Muchos creen que cuando fallece alguien, sus deudas desaparecen. La realidad legal es más compleja. En Argentina, el Código Civil y Comercial (Art. 2317) establece que los herederos no responden con su dinero personal. El límite es lo que heredan. Las deudas se pagan con lo que dejó el fallecido, punto. Pero acá viene lo importante: existen tres situaciones donde esta protección se cae completamente y terminás pagando de tu bolsillo.



La primera es cuando hay deudas fiscales. Si el fallecido dejó Monotributo, Ganancias o Bienes Personales sin declarar, ARCA, ARBA o AGIP tienen facultades especiales. El punto crítico es que si te intiman judicialmente a hacer inventario de bienes y no lo hacés en los 3 meses que dan (generalmente), perdés el beneficio de responsabilidad limitada. Ahí sí: la deuda impositiva puede ser reclamada directamente sobre tus bienes personales, incluso embargando tu sueldo.

La segunda situación es más común de lo que pensás. Las deudas propter rem están vinculadas al inmueble, no a la persona. Si heredás un departamento con deuda de expensas o ABL, el consorcio o el municipio pueden ejecutar y rematar la propiedad sin importar quién sea el nuevo dueño. Acá muchos herederos terminan sacando de sus ahorros para evitar que los intereses punitorios licúen toda la herencia. Además, cualquier expensa generada después del fallecimiento es responsabilidad directa del heredero.
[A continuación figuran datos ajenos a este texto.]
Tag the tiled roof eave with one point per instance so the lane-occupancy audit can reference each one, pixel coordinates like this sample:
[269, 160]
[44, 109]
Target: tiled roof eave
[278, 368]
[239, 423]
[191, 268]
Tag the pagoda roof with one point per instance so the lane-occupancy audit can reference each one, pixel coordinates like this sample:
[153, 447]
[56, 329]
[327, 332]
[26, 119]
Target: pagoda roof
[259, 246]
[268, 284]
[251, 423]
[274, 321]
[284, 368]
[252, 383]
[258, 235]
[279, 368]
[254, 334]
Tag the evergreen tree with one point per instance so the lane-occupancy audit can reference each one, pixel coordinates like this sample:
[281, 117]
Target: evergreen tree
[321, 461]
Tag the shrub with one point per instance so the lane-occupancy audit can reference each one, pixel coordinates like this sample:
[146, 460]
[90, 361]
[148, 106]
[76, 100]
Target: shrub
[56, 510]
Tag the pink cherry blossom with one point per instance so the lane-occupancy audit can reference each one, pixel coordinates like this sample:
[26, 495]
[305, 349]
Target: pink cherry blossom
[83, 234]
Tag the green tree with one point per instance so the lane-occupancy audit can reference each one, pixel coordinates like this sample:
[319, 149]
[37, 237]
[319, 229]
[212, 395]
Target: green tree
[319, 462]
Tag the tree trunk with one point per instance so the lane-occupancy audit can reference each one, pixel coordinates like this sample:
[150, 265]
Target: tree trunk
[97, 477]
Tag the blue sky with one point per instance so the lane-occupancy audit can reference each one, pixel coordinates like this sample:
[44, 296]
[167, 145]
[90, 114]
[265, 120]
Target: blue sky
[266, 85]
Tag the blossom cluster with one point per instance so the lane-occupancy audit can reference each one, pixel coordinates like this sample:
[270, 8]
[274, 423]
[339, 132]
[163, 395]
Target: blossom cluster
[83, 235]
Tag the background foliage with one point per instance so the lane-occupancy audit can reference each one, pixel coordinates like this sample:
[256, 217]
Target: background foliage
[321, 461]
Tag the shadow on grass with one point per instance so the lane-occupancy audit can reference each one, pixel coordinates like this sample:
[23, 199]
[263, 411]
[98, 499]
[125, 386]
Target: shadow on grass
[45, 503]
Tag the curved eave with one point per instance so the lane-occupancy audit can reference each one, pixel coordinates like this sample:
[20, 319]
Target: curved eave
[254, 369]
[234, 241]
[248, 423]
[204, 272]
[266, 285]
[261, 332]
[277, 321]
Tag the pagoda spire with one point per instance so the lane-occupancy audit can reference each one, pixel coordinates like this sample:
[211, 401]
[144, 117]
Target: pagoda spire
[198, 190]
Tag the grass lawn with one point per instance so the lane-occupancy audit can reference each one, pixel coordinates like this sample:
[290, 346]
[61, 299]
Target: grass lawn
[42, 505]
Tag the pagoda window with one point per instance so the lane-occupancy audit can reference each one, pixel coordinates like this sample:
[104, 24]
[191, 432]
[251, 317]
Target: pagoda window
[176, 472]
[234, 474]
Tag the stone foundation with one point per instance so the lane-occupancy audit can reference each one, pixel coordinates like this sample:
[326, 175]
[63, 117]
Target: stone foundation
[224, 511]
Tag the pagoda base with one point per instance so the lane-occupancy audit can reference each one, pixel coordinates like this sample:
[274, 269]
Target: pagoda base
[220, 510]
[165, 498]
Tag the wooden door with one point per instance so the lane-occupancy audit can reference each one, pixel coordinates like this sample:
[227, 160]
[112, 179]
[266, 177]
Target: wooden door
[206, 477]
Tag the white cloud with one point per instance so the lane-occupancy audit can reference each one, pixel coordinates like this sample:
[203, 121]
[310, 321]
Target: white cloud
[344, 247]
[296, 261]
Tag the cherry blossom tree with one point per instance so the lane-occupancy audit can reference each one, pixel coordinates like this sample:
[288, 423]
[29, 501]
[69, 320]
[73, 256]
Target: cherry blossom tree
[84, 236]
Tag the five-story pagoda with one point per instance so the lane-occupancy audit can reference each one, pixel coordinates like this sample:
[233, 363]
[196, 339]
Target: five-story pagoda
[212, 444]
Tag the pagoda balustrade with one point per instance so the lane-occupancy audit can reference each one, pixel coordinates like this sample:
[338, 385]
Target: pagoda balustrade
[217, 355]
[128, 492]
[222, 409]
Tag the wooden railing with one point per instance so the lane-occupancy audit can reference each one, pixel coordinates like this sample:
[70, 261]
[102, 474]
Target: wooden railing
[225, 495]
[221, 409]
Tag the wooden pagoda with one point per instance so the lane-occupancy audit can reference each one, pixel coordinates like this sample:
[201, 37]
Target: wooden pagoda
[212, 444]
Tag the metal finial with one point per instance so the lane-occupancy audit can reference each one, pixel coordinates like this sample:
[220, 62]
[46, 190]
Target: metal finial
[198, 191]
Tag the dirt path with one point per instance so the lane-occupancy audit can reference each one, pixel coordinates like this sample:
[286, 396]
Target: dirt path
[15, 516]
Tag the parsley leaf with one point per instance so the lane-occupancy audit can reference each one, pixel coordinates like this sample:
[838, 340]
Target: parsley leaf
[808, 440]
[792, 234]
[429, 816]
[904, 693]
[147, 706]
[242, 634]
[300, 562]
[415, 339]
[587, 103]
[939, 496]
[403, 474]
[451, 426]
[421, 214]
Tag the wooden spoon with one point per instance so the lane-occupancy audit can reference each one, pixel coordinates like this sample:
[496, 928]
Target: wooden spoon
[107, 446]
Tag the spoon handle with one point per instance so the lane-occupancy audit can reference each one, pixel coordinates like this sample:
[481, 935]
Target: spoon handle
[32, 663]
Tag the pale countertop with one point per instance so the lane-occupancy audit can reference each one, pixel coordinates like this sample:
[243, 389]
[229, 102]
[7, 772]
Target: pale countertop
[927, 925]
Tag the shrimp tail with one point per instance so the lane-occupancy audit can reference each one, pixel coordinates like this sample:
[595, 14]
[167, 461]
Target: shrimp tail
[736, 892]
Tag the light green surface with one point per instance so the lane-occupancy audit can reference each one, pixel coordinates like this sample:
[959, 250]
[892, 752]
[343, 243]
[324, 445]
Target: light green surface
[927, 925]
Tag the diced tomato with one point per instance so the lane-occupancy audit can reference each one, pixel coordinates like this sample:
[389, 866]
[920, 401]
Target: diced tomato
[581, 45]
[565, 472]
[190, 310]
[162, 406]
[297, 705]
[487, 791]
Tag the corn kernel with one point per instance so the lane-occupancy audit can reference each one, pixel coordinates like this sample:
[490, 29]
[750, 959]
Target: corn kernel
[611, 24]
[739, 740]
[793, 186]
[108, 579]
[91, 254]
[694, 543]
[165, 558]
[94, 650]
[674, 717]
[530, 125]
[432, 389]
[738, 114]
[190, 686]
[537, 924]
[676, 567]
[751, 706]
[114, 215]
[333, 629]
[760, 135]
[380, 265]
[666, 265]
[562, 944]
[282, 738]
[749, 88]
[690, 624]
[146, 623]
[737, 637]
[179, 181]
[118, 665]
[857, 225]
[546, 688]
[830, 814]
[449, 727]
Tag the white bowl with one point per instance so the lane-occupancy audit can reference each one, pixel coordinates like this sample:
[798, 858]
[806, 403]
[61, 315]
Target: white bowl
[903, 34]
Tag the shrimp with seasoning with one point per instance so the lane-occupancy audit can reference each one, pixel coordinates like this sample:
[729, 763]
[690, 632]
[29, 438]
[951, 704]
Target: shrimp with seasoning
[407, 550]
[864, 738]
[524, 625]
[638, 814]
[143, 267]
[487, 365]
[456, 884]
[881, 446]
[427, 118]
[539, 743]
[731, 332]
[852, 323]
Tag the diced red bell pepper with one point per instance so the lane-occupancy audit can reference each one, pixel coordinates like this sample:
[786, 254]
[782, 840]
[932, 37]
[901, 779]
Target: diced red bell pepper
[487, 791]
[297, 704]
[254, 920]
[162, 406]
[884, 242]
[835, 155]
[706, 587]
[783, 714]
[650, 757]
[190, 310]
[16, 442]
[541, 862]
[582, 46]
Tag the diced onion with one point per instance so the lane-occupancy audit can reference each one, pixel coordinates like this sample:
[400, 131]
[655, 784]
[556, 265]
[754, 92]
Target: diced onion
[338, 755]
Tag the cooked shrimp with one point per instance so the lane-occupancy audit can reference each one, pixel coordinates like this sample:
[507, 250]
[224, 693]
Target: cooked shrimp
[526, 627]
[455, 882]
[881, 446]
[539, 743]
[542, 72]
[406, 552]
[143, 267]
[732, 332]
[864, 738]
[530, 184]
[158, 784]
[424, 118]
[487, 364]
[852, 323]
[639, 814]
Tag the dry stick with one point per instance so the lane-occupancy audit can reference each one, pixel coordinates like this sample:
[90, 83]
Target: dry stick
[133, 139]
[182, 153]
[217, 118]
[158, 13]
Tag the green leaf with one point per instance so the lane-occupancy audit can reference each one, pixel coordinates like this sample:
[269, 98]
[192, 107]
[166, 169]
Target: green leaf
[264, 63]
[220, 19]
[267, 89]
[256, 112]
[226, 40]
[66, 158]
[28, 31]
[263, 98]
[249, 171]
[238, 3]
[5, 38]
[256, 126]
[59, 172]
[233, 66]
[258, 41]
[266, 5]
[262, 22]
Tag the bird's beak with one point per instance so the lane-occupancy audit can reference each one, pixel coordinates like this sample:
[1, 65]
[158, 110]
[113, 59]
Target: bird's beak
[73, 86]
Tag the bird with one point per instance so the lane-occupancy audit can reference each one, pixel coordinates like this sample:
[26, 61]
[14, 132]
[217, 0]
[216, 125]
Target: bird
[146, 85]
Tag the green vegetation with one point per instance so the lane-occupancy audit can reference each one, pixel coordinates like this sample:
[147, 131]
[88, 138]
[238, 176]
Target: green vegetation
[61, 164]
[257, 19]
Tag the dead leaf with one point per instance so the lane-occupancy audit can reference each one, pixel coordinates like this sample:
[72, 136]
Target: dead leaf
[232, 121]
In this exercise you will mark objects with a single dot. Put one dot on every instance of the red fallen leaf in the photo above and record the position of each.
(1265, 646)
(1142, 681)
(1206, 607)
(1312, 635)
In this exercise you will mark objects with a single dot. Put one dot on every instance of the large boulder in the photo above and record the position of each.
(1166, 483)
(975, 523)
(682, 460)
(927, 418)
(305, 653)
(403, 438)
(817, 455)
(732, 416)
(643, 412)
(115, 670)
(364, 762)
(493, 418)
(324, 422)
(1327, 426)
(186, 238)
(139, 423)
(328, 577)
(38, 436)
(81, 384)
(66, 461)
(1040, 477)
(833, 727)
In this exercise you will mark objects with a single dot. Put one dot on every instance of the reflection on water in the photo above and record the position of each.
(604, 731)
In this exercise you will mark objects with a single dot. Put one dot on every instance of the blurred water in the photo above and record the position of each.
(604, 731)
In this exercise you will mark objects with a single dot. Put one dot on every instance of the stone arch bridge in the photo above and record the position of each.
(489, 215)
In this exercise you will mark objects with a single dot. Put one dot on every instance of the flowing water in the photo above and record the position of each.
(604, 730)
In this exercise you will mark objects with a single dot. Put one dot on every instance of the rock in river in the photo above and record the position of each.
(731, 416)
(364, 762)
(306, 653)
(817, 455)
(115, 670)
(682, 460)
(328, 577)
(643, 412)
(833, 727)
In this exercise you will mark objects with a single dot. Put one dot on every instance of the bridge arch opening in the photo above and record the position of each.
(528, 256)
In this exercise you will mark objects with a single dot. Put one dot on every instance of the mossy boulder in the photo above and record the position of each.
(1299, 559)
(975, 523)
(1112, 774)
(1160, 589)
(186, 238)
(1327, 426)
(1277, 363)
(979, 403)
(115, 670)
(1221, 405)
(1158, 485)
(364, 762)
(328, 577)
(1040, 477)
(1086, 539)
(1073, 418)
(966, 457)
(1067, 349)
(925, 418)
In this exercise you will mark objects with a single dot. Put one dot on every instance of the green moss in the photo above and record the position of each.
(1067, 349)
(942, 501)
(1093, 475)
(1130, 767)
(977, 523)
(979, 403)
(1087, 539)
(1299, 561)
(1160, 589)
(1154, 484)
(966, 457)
La tercera es donde cometés un error legal. La ley te protege mientras actúes como administrador de los bienes, no como dueño absoluto hasta que se liquiden las deudas. Si vendés cosas del fallecido, retirás dinero de sus cuentas bancarias o disponés de bienes antes de que el juez lo autorice, estás renunciando a esa protección. Los acreedores pueden alegar que aceptaste la herencia totalmente y entonces sos responsable de pagar cualquier deuda pendiente con tu propio patrimonio.

Ahora bien, hay compromisos que sí se extinguen. Las tarjetas y préstamos generalmente tienen Seguro de Vida sobre Saldo Deudor (normativa BCRA) que cancela automáticamente. Las multas de tránsito son personales y no se transmiten, aunque necesitás saldarlas si querés transferir o vender el vehículo. Lo importante es entender que la sucesión requiere cumplir pasos legales estrictos. No es solo cuestión de aceptar o rechazar la herencia. La gestión de deudas en una sucesión puede ser la diferencia entre heredar algo valioso o terminar endeudado.